A faint scent of kerosene lingered in the air even now. Tall grass was charred, but unburnt. Fire, they could handle – their narrow stalks being flattened by the condor proved more damaging.

“Okay, so brittle thistle is about the only thing in this field that burns,” Sara explained. “Well, it appears it was planted here specifically to hide this.”

Brittle thistle was a tiny little four-leaf plant that could quadruple its numbers within the day so long as it had any water at all – and its native habitat was called the Stormheaths. It was a virulent weed, so clans generally burnt it away whenever it was near priority farming ground. Great dug-out ditches could arrest its ceaseless march as well. Out here there was no real need, but nonetheless someone had taken great care to cultivate a small pocket of thistles in three specific spots around this glen.

The first two spots concealed a man-made ditch. Jagged clumps of metal had been cast into the pits, or perhaps the pit had been dug around them. They had narrow, twisted fronts (Ma’at presumed the ‘face’ was their front) and back compartments large enough to fit half the clan in. Metal conjoined with leathery hides, clumps of ruined cloth, and the unmistakable off-white of dried bone.
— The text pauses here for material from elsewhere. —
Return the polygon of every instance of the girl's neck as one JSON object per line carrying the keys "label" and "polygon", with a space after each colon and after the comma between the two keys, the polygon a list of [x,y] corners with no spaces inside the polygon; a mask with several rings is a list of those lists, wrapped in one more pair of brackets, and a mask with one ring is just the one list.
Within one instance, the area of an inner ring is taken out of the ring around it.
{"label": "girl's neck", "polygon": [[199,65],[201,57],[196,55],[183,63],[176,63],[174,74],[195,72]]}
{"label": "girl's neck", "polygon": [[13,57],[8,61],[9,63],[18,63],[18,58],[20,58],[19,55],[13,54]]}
“Whole thing was burnt over.” Lloyd pointed to black charcoal residue on the metallic shell. “And not by that condor. Years ago. Decades, maybe.”

“Probably a carriage,” Maat hypothesized.

“Like the kinds they’re using on the plains?” Sara scratched at the metal frame. “Those are typically made of brushwood. This material is like nothing on the island.”

“Looks like dad’s map table,” Ma’at said.

The third pit was the smallest by far. It contained just a simple headstone, like those used at the river shrine. A name dulled by acidic downpours from years of the Stormland’s rainy seasons.

“Trevor, Age Eight. I’m Sorry.” Ma’at read from the headstone. “Chiseled into the rock. Looks like father’s script.”

The rest proved illegible. Ma’at could speak and read the Stormlander-Plains-Outlander pidgin script that was linga franca around Secondhome. He could communicate with his father and Hector in the strange, old-world vowels of their mother tongue, but could not read their letters with any precision. Even the Quarterchief’s lesson plans, passed down through the generations, had to be transliterated into the pidgin scripts.

“Another,” Sara said from a few paces away. “Says, uh… Richard, son of Atkins.”

“Never heard of them,” Lloyd said.

What’s more, while there were two headstones, there appeared to be no proper grave site. Just these two shallow graves remained. Not buried near the river temple like the rest of Secondhome.

“Perhaps the river shrine wasn’t the first place the clan buried the dead,” Sara said.

Buried was doing a lot of work. Hidden would be more accurate. Brushed under thistle and forgotten was less charitable but more likely.

A charred skeleton of a long-dead, adult figure sat at the front of the lead chariot. Not even a headstone for this one. Its skull hung loose on its neck, jaw agape. The long-dead corpse matched the general height and proportions as the humans of Maat’s same-clan.

The trio ultimately decided they would not inform the Quarterchief. Not yet, as they had evidence, however circumstantial, that the find was some ancient site of their clan’s not to be disturbed. They certainly didn’t spend more time than necessary amongst the burnt-over chariots. Who knew what ancestral spirits could be roused at this late hour?